I'm struggling my way through Artificial Intelligence: A Modern Approach in order to alleviate my natural stupidity. In trying to solve some of the exercises, I've come up against the "Who Owns the Zebra" problem, Exercise 5.13 in __Chapter 5__.

I accept that Prolog is a very appropriate programming language for this kind of problem, and there are some fine packages available, e.g. in Python as shown by the top-ranked answer and also standalone. Alas, none of this is helping me "tough it out" in a way as outlined by the book.

The book appears to suggest building a set of dual or perhaps global constraints, and then implementing some of the algorithms mentioned to find a solution. I'm having a *lot* of trouble coming up with a set of constraints suitable for modeling the problem.
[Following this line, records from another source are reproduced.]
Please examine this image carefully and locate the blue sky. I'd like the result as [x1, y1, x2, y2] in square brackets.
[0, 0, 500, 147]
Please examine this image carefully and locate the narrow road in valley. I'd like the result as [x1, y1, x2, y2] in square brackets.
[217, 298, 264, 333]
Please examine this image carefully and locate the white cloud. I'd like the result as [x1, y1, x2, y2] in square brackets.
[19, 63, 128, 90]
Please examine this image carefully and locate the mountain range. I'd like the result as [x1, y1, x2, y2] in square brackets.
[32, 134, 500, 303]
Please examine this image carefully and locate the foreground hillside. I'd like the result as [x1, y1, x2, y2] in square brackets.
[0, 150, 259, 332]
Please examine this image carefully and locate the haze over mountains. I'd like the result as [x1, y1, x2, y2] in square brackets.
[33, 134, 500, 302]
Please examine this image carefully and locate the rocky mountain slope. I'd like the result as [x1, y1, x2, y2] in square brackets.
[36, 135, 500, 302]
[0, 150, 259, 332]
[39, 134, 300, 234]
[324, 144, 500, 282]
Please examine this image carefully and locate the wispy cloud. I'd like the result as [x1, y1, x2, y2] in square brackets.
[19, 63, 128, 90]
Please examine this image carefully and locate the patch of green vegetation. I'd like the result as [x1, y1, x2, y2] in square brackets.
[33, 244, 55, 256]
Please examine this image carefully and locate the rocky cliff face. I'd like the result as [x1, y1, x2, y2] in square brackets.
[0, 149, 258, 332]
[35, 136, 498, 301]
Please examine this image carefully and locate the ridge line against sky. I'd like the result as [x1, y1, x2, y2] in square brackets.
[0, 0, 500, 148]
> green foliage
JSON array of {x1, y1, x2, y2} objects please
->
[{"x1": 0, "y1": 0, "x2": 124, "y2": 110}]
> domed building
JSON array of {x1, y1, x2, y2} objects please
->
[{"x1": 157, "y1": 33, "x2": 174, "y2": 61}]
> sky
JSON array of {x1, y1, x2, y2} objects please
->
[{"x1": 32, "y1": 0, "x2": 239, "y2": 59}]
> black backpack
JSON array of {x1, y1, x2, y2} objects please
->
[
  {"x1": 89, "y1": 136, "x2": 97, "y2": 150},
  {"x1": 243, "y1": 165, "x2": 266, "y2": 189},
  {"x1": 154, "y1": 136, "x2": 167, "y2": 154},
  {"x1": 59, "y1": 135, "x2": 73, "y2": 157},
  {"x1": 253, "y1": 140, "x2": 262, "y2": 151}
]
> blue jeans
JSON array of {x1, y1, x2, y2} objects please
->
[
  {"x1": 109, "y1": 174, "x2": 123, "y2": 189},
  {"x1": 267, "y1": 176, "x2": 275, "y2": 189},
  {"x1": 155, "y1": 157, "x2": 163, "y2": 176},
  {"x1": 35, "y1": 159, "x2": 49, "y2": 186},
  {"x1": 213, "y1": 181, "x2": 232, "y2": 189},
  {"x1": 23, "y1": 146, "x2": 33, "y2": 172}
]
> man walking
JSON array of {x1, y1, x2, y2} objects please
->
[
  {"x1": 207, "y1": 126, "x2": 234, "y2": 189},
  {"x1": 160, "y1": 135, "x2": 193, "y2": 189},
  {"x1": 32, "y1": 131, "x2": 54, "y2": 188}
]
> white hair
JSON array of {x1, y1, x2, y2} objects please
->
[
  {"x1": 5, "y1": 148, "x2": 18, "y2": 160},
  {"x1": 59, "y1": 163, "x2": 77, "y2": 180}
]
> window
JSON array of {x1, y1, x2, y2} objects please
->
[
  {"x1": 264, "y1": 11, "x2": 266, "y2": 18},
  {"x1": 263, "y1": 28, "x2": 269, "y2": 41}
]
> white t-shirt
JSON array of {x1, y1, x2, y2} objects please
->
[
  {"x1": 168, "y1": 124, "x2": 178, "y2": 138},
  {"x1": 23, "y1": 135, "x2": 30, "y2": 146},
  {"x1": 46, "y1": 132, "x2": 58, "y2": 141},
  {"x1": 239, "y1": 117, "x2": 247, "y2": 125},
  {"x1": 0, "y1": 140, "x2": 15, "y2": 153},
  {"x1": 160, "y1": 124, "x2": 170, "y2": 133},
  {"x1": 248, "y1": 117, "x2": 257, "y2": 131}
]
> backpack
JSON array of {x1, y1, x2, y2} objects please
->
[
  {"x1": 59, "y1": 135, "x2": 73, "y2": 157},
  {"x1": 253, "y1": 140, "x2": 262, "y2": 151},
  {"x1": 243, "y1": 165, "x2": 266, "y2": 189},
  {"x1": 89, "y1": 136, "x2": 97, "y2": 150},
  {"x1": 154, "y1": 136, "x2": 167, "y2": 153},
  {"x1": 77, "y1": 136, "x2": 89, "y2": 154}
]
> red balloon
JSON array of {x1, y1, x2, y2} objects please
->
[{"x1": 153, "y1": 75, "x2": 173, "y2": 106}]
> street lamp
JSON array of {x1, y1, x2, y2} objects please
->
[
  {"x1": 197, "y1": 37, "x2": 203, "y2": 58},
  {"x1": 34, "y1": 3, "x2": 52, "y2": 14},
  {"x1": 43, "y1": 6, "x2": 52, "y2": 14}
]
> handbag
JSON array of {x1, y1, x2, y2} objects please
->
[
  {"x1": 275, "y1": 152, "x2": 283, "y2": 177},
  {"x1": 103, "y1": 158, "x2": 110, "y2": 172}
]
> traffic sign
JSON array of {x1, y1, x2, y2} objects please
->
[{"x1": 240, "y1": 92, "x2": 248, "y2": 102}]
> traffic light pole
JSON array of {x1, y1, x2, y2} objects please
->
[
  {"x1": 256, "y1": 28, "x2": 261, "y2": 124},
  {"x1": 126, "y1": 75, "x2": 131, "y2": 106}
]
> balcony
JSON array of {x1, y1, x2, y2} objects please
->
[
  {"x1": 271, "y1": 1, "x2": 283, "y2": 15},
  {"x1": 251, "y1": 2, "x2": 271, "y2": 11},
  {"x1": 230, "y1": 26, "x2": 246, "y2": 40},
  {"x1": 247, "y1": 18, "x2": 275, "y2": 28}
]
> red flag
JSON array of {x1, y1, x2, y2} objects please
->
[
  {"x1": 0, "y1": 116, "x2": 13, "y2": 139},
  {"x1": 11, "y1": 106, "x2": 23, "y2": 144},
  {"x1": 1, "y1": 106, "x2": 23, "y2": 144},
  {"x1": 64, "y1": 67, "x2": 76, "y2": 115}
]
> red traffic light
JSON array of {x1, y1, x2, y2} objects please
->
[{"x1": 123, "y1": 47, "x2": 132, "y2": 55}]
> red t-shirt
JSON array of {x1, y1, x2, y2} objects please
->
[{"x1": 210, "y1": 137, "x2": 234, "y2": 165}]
I'm studying this on my own so I don't have access to a professor or TA to get me over the hump - this is where I'm asking for your help.

I see a little similarity to the examples in the chapter.
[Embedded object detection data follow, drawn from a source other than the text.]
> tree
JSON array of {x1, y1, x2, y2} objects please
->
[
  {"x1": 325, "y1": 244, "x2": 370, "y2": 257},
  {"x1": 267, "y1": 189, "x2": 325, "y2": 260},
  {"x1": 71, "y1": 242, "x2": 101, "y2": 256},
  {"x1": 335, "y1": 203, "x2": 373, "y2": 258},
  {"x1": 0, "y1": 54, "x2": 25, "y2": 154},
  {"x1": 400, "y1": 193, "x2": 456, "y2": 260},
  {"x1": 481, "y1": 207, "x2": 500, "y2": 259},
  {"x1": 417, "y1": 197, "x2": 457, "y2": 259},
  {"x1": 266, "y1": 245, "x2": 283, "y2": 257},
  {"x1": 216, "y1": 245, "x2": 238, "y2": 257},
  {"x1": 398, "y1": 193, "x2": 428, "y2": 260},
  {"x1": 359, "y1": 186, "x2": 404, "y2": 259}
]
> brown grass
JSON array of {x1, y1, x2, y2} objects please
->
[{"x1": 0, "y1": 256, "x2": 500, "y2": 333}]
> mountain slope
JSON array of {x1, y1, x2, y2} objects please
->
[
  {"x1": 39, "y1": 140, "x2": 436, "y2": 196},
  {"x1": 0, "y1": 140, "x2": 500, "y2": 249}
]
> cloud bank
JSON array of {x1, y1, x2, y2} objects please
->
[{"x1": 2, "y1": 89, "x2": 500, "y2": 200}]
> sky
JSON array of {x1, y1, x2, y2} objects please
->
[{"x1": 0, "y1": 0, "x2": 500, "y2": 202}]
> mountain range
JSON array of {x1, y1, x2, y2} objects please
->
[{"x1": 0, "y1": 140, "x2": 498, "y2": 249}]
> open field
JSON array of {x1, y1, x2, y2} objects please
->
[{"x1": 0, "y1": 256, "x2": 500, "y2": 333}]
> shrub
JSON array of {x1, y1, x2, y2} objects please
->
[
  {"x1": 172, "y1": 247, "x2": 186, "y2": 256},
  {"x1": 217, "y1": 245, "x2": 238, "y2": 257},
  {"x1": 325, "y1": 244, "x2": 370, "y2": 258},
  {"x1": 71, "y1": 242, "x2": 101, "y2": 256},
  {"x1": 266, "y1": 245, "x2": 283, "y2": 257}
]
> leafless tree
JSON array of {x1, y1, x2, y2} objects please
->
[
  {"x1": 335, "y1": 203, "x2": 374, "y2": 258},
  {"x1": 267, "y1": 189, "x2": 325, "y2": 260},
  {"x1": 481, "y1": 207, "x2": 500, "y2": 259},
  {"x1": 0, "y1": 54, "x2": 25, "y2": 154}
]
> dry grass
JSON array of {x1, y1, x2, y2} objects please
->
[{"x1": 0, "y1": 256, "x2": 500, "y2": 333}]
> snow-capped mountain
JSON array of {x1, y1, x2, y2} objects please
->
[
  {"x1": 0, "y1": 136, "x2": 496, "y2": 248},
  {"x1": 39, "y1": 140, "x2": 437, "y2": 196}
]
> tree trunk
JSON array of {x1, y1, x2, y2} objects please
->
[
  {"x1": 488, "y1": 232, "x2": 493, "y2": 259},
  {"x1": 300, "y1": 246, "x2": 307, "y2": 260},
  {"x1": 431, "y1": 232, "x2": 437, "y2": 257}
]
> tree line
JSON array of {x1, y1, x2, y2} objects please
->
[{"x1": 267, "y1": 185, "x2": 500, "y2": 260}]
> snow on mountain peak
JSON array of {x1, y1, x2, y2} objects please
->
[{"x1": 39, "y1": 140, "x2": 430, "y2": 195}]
I was eager to build dual constraints and started out by creating (the logical equivalent of) 25 variables: nationality1, nationality2, nationality3, ... nationality5, pet1, pet2, pet3, ... pet5, drink1 ... drink5 and so on, where the number was indicative of the house's position.

This is fine for building the unary constraints, e.g.

The Norwegian lives in the first house:

nationality1 = { :norway }.

But most of the constraints are a combination of two such variables through a common house number, e.g.

The Swede has a dog:

nationality[n] = { :Sweden } AND pet[n] = { :dog }

where n can range from 1 to 5, obviously. Or stated another way:

nationality1 = { :sweden } AND pet1 = { :dog } XOR nationality2 = { :sweden } AND pet2 = { :dog } XOR nationality3 = { :sweden } AND pet3 = { :dog } XOR nationality4 = { :sweden } AND pet4 = { :dog } XOR nationality5 = { :sweden } AND pet5 = { :dog }

...which has a decidedly different feel to it than the "list of tuples" advocated by the book:

( X1, X2, X3 = { val1, val2, val3 }, { val4, val5, val6 }, ... )

I'm not looking for a solution per se; I'm looking for a start on how to model this problem in a way that's compatible with the book's approach. Any help appreciated.